---
title: <iconify-icon icon="guidance:falling-rocks" width="1.2em" height="1.2em"></iconify-icon><iconify-icon icon="game-icons:falling" width="1.2em" height="1.2em"></iconify-icon> Facing the Abyss
date: 21/Oct/2023
date-modified: "`r Sys.Date()`"
author: Arvind V.
abstract-title: "Abstract"
abstract: "A complete EDA Workflow"
order: 200
image: preview.jpeg
image-alt: Image by rawpixel.com
code-tools: true
categories:
- EDA
- Workflow
- Descriptive
---
## An EDA / Statistical Analysis Process
So you have your shiny new R skills and you’ve successfully loaded a cool dataframe into R… Now what?
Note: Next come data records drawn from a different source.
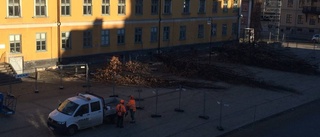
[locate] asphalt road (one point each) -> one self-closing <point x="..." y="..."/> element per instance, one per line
<point x="303" y="121"/>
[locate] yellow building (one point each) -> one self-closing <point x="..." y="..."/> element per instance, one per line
<point x="37" y="33"/>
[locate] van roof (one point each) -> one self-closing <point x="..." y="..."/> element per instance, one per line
<point x="83" y="99"/>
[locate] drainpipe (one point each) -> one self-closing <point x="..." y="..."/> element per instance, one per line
<point x="239" y="18"/>
<point x="58" y="32"/>
<point x="249" y="14"/>
<point x="159" y="25"/>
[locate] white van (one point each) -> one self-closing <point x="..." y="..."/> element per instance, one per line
<point x="80" y="112"/>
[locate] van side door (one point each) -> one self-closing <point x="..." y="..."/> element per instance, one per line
<point x="82" y="116"/>
<point x="96" y="113"/>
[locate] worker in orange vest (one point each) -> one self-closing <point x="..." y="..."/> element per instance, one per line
<point x="132" y="108"/>
<point x="121" y="110"/>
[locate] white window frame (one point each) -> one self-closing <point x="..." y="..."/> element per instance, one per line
<point x="106" y="5"/>
<point x="41" y="37"/>
<point x="66" y="40"/>
<point x="105" y="37"/>
<point x="45" y="8"/>
<point x="167" y="8"/>
<point x="154" y="34"/>
<point x="121" y="7"/>
<point x="183" y="31"/>
<point x="186" y="6"/>
<point x="139" y="7"/>
<point x="121" y="36"/>
<point x="14" y="7"/>
<point x="15" y="39"/>
<point x="85" y="7"/>
<point x="202" y="6"/>
<point x="64" y="6"/>
<point x="200" y="31"/>
<point x="138" y="35"/>
<point x="154" y="7"/>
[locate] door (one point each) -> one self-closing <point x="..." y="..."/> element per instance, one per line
<point x="96" y="113"/>
<point x="17" y="64"/>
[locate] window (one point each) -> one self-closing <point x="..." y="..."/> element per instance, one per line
<point x="235" y="6"/>
<point x="105" y="7"/>
<point x="139" y="7"/>
<point x="14" y="8"/>
<point x="95" y="106"/>
<point x="41" y="41"/>
<point x="213" y="30"/>
<point x="225" y="6"/>
<point x="87" y="7"/>
<point x="182" y="32"/>
<point x="224" y="29"/>
<point x="202" y="6"/>
<point x="167" y="7"/>
<point x="154" y="34"/>
<point x="41" y="8"/>
<point x="65" y="7"/>
<point x="122" y="7"/>
<point x="121" y="36"/>
<point x="312" y="21"/>
<point x="300" y="19"/>
<point x="166" y="33"/>
<point x="138" y="35"/>
<point x="105" y="37"/>
<point x="290" y="3"/>
<point x="301" y="3"/>
<point x="154" y="6"/>
<point x="186" y="6"/>
<point x="84" y="109"/>
<point x="288" y="18"/>
<point x="234" y="29"/>
<point x="87" y="38"/>
<point x="65" y="40"/>
<point x="200" y="31"/>
<point x="15" y="43"/>
<point x="215" y="6"/>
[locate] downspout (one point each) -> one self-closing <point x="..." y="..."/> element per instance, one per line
<point x="159" y="26"/>
<point x="239" y="18"/>
<point x="58" y="32"/>
<point x="249" y="14"/>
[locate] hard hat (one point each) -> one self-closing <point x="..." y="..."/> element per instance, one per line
<point x="122" y="101"/>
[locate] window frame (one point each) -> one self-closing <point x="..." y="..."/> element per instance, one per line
<point x="41" y="5"/>
<point x="121" y="36"/>
<point x="87" y="39"/>
<point x="202" y="7"/>
<point x="66" y="40"/>
<point x="105" y="7"/>
<point x="64" y="6"/>
<point x="121" y="7"/>
<point x="154" y="34"/>
<point x="15" y="41"/>
<point x="105" y="37"/>
<point x="41" y="40"/>
<point x="13" y="5"/>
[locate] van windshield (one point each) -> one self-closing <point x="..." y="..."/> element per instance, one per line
<point x="68" y="107"/>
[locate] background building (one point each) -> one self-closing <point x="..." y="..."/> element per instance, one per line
<point x="300" y="19"/>
<point x="45" y="32"/>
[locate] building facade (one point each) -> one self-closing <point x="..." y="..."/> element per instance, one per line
<point x="37" y="33"/>
<point x="300" y="19"/>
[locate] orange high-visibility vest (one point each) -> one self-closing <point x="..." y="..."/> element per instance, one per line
<point x="132" y="104"/>
<point x="121" y="109"/>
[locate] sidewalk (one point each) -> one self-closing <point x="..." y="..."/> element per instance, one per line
<point x="242" y="105"/>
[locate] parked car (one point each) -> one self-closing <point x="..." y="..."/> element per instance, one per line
<point x="316" y="38"/>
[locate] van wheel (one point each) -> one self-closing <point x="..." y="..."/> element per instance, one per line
<point x="72" y="130"/>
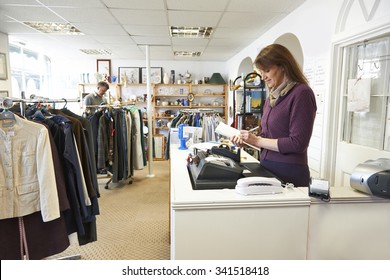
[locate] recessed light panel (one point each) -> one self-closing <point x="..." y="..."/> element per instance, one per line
<point x="54" y="27"/>
<point x="190" y="32"/>
<point x="96" y="51"/>
<point x="187" y="54"/>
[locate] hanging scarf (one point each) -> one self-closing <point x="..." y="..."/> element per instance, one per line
<point x="281" y="90"/>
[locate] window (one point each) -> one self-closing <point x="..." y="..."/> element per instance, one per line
<point x="30" y="72"/>
<point x="370" y="60"/>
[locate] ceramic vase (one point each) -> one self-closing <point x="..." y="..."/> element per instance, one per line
<point x="166" y="78"/>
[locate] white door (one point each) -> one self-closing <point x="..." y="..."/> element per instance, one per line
<point x="364" y="124"/>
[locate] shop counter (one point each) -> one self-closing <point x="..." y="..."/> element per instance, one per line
<point x="352" y="225"/>
<point x="221" y="224"/>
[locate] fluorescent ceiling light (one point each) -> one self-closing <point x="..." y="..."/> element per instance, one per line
<point x="54" y="27"/>
<point x="97" y="51"/>
<point x="190" y="32"/>
<point x="187" y="54"/>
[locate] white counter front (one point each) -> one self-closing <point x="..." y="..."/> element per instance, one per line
<point x="352" y="225"/>
<point x="221" y="224"/>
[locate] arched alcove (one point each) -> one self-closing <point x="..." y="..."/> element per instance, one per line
<point x="246" y="66"/>
<point x="291" y="42"/>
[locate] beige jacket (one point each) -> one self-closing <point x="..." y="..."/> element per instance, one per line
<point x="27" y="178"/>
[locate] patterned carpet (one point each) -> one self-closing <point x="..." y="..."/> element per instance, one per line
<point x="134" y="219"/>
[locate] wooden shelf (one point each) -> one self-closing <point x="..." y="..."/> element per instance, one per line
<point x="203" y="94"/>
The best charts come from understanding your data, asking good questions from it, and displaying the answers to those questions as clearly as possible. And one uses Statistical procedures to help answer those questions quantitatively using models and tests.
## {{< iconify ic baseline-folder >}} Set up your Project
- Create a new Project in RStudio. `File -> New Project -> Quarto Blog`
- Create a new Quarto document: all your Quarto documents should be in the `posts/` folder. See the samples therein to get an idea.
- Save the document with a meaningful name, e.g. `EDA-Workflow-1.qmd`
- Create a new folder in the Project for your data files, e.g. `data/`. This can be at the [inside the `posts/` folder]{style="background-color:yellow;"}.
- Store all datasets within this folder, and refer to them with relative paths, e.g. `../data/mydata.csv` in any other Quarto document in the Project. (`../` means "go up one level from the current folder".)
Now edit the `*.qmd` file which you are editing for this report to include the following sections, YAML, code chunks, and text as needed.
::: callout-note
### Download ***this here*** document as a Work Template
Hit the `</>Code` button at upper right to copy/save this very document as a Quarto Markdown template for your work.
Delete the text that you don't need, but keep most of the Sections as they are!
:::
## {{< iconify noto-v1 package >}} Setting up R Packages
1. Install packages using `install.packages()` in your Console.
1. Load up your libraries in a `setup` chunk.
1. Set `df-print: paged` so that (long) data frames print as nice paged tables and do not overrun your HTML page.
1. Add `{knitr}` options to your YAML header, so that all your plots are rendered in high quality PNG format.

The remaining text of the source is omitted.